When Shopping Becomes Identity: A Teen's Toxic Love Story
Jennette McCurdy's new novel exposes how consumer culture corrupts desire itself through a controversial student-teacher relationship
Former Nickelodeon star Jennette McCurdy poses an uncomfortable question: In a world addicted to consumption, can we still distinguish real desire from manufactured want?
Her new novel Half His Age follows Waldo, an Alaskan high schooler who begins an inappropriate relationship with her middle-aged creative writing teacher. But reading this as a simple "age-gap romance" misses the point entirely. McCurdy is far more interested in late capitalism than Lolita.
A World Poisoned by Plastic
Waldo's existence is toxic from page one. Microwaved meals from her disinterested mother, fast-fashion crop tops with cancer warnings, a laptop whose "unnatural heat sears her ovaries" at 2 a.m. She's already imprinted as "a caustic force of anti-nature" before she even meets Mr. Korgy.
This isn't accidental. McCurdy, who survived childhood exploitation in the entertainment industry, understands how consumer culture flattens young people into objects.

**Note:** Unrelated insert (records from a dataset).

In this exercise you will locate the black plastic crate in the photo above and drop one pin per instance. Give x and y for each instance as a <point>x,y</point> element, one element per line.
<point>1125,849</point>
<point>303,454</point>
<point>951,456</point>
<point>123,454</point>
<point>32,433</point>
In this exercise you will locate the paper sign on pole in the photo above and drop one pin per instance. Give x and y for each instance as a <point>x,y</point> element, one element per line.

Her previous memoir I'm Glad My Mom Died detailed ritualized anorexia at 11 years old and sleeping on Costco mats because her hoarder mother filled every bedroom with purchased objects.

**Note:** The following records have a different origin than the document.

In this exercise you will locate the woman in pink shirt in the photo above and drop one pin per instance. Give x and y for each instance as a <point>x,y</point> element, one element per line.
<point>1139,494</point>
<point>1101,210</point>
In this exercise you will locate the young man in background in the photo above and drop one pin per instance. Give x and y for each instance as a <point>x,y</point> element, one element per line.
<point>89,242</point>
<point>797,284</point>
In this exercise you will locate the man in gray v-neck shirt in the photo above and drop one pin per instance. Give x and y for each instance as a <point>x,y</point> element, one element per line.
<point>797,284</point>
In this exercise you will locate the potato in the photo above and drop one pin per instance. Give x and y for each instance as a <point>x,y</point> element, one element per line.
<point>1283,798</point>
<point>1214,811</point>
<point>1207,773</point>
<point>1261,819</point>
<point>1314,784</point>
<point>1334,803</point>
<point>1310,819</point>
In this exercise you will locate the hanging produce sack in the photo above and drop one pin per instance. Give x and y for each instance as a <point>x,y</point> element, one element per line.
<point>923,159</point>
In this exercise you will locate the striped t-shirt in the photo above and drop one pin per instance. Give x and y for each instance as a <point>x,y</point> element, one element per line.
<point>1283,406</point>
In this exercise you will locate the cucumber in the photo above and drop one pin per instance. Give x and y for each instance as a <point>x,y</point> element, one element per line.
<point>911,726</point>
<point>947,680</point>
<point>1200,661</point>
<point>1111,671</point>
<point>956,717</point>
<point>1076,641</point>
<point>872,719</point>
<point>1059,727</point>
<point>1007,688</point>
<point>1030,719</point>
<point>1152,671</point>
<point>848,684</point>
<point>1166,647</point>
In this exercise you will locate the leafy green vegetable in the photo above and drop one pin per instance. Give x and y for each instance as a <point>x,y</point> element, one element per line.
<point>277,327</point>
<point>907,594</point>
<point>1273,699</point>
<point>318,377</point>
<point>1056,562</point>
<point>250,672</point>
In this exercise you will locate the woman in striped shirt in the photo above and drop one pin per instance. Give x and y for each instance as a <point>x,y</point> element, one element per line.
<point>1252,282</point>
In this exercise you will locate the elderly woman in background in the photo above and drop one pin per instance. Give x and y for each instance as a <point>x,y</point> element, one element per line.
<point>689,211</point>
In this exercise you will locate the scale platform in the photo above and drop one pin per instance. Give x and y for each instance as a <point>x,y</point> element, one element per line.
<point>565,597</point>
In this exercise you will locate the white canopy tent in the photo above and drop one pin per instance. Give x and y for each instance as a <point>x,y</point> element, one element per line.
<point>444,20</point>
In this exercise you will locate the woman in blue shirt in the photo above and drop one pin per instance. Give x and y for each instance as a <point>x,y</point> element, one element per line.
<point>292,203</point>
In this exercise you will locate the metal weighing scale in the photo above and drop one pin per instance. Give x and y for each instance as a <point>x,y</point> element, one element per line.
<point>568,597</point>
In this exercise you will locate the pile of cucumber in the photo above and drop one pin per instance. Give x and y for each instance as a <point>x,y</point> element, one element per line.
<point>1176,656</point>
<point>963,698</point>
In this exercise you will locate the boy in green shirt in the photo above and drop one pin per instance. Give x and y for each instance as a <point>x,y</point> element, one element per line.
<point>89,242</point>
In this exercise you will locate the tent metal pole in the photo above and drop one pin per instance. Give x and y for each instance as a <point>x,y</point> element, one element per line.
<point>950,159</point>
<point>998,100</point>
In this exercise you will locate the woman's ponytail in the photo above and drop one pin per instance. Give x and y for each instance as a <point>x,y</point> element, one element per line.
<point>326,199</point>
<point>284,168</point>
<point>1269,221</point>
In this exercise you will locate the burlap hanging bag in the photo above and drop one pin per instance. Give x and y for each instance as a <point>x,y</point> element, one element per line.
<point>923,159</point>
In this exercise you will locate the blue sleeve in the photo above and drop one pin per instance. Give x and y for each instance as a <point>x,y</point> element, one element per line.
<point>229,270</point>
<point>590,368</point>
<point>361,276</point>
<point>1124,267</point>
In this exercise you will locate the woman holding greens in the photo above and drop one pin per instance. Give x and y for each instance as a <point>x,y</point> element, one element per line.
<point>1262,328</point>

Brand Names as Identity Markers
Waldo rattles off cosmetic brands the same way Mr. Korgy lists his favorite directors ("Bergman and Kubrick and Kurosawa")—as identity markers, even if homogenous ones. She works at Victoria's Secret, eats breakfast at Denny's, survives on Auntie Anne's pretzels and Sour Patch Kids. When they have sex in his car, Cheerios crumbs grinding into her knees become part of the experience.
Brands aren't just present in Waldo's life—they're "as extant as air." Her Alaska isn't a specific place but a collection of generic chain stores that could exist anywhere in America.

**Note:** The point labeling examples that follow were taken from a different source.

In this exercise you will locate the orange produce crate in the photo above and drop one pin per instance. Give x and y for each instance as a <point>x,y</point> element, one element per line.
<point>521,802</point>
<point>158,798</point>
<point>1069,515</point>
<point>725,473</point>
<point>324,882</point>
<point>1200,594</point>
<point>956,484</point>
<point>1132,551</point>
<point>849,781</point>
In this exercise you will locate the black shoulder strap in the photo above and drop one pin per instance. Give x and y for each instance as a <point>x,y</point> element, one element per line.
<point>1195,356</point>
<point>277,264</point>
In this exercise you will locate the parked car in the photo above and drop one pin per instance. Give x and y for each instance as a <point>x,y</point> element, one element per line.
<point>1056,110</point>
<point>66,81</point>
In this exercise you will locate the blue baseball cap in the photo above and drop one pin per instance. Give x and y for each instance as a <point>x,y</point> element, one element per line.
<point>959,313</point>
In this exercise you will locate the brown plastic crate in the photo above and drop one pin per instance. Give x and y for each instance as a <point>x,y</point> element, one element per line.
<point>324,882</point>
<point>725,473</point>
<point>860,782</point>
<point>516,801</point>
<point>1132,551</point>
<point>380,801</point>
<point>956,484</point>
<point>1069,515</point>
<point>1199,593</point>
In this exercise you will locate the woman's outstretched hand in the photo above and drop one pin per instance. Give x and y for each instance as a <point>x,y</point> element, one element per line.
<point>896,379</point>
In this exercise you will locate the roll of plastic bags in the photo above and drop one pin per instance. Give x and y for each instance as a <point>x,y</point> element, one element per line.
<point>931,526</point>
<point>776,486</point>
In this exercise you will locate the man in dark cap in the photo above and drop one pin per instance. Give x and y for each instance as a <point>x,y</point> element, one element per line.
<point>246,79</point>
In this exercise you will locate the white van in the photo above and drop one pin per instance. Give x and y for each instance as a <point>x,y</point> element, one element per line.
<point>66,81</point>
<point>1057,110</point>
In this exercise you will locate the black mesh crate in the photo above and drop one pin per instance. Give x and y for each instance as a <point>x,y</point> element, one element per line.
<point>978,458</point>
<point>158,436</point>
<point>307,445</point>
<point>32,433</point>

The Corruption of Desire Itself
McCurdy's sharp commentary echoes Don DeLillo's White Noise, with its hyperreal supermarket produce "sprayed, burnished, bright." As critic Cynthia Deitering noted about DeLillo's work, humanity underwent a profound 20th-century transformation: "a shift from a culture defined by its production to a culture defined by its waste."
But where DeLillo saw death lurking behind artificial abundance, McCurdy sees corrupted desire. How can Waldo know what she really wants when her "synapses are distorted by the dopamine thrill of acquisition"? Online shopping isn't just compulsion—it's "an assertion of her existence."
What draws her to Mr. Korgy is his apparent life outside her "dull, trashy monoculture." Yet his Crate & Barrel throw pillows are no more authentic than her mom's Target doormat or her rich friend's Le Labo candles. When Korgy Amazon-ships her "chocolate paleo crunch granola," she manages three bites before throwing it away.
The American Consumer Trap
For American readers, Waldo's world hits uncomfortably close to home. The $4.9 trillion U.S. retail market, TikTok shopping hauls, Amazon Prime's dopamine delivery system. We've normalized purchasing identity, buying personality, consuming our way to selfhood.
The novel's temporal ambiguity is telling. Waldo mentions Instagram and TikTok but doesn't scroll. She obsesses over appearance but doesn't post selfies. She exists in a consumer purgatory where acquisition replaces authentic experience.
This resonates particularly in post-pandemic America, where online shopping surged 32% and many discovered how hollow retail therapy really feels. McCurdy asks whether transcendent communion with the real world remains possible when everything—including relationships—becomes commodified.
Beyond the Scandal
While the student-teacher relationship provides narrative tension, it's not really about abuse or exploitation. Waldo is "bracingly aware" when Korgy manipulates her emotionally and "far too astute" to fall for his cultural superiority act. She seduces him as much as he corrupts her.
The real scandal is civilizational: a culture that's "squandering its dreams and desires on the crack high of cheap stuff." When teenagers can only assert existence through consumption, when adults mistake Crate & Barrel for authenticity, when brands become more real than nature—what kind of relationships are possible?
This content is AI-generated based on source articles. While we strive for accuracy, errors may occur. We recommend verifying with the original source.